【概要】
SPARC Japanでは2013年に「人社系オープンアクセスの現在」を,2015年に「学術情報のあり方‐人社系の研究評価を中心に‐」をテーマとするセミナーを開催し,人文系・社会科学系分野(以下,人社系)と他分野の状況の違いや課題を確認してきた。数年が経った今,人社系のオープン化は進展しているものの,解決すべき課題も多い状況だと言える。
国内でも人社系のジャーナル,データ等のオープン化につながる動きが進んできた。日本学術振興会では2018年から「人文学・社会科学データインフラストラクチャー構築推進事業」が実施され,特に社会科学における取り組みが期待されている。情報・システム研究機構は「データサイエンス共同利用基盤施設」を設置,人社系においては「社会データ構造化センター」および「人文学オープンデータ共同利用センター」がデータ駆動型研究を促進するための支援を開始している。

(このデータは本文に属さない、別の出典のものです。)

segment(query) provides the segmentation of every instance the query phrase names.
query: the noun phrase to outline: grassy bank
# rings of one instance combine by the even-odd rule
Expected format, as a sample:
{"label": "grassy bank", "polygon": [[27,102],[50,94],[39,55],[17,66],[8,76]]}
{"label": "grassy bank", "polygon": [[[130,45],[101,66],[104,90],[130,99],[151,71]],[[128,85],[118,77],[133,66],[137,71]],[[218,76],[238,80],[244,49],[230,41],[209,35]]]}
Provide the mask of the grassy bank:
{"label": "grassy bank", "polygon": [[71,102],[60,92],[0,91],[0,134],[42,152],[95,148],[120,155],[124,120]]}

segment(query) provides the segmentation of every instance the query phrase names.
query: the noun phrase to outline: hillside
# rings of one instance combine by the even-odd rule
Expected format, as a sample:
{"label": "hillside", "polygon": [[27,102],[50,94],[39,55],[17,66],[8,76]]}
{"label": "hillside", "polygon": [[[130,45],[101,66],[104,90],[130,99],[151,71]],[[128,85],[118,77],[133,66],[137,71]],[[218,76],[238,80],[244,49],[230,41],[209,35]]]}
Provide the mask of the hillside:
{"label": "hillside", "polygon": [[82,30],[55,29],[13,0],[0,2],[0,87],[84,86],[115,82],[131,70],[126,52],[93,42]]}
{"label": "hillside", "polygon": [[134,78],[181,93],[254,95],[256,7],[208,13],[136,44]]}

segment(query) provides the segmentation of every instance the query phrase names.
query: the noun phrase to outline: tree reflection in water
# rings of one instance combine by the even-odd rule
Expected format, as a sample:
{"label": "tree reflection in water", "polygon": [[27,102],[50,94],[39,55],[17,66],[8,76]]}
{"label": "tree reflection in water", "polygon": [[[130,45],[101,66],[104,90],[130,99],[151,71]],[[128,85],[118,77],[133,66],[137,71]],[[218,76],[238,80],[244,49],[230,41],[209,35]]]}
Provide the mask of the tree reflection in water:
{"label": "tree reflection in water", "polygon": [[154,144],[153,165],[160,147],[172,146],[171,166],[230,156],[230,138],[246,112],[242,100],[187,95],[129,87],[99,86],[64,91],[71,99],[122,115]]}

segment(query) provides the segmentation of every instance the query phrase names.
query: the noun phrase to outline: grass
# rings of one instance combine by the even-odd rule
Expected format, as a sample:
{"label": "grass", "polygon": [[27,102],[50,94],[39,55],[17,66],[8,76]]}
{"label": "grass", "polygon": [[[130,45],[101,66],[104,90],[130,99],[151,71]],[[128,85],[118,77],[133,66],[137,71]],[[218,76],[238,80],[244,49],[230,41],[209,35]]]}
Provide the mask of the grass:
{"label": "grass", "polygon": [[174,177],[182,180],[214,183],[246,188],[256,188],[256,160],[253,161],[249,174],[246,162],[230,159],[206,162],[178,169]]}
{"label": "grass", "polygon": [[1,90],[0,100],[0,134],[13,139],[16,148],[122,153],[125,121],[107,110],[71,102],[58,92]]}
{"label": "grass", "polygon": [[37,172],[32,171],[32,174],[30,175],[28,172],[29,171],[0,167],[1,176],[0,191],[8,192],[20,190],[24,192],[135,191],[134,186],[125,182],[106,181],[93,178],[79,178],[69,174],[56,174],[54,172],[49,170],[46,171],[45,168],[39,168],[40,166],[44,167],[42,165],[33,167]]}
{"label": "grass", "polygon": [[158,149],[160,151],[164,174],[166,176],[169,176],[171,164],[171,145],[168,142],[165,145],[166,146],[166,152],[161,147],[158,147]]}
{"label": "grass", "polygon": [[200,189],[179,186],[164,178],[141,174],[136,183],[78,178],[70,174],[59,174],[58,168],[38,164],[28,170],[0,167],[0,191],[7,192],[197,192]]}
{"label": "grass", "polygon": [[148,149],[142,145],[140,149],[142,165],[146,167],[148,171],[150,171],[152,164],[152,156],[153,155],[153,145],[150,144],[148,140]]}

これまでも言語学や社会調査などで人社系データの整備が精力的に進められてきたが,一層の基盤整備が期待される状況である。
一方で,2013年のSPARC Japanセミナーで指摘された人社系の「学問固有,研究者固有のニーズに応じた」オープン化は未だ明確ではない。人社系ではジャーナルと同等,またはそれ以上にモノグラフが重要である。研究成果は機関リポジトリへの搭載も進んでいるが,通常の商業出版で公開されることも多く,必ずしもオープンな動きと相性は良くない。また研究成果の多くが,大手総合学術雑誌ではカバーされず,紀要や個別の学会誌で発信される。J-Stageや機関リポジトリでの公開が増えているものの,学会等の役割やオープン化の担い方を問い直される状況にもある。
人社系におけるオープンサイエンスの定着に向けては,あらためて分野の置かれている状況を具体的に確認し,課題を共有する必要がある。本セミナーでは,データインフラの構築,モノグラフのオープン化,紀要のデジタル化という具体的な実践事例を取り上げ,解説を交えながら最新の情報を共有しつつ議論を行う。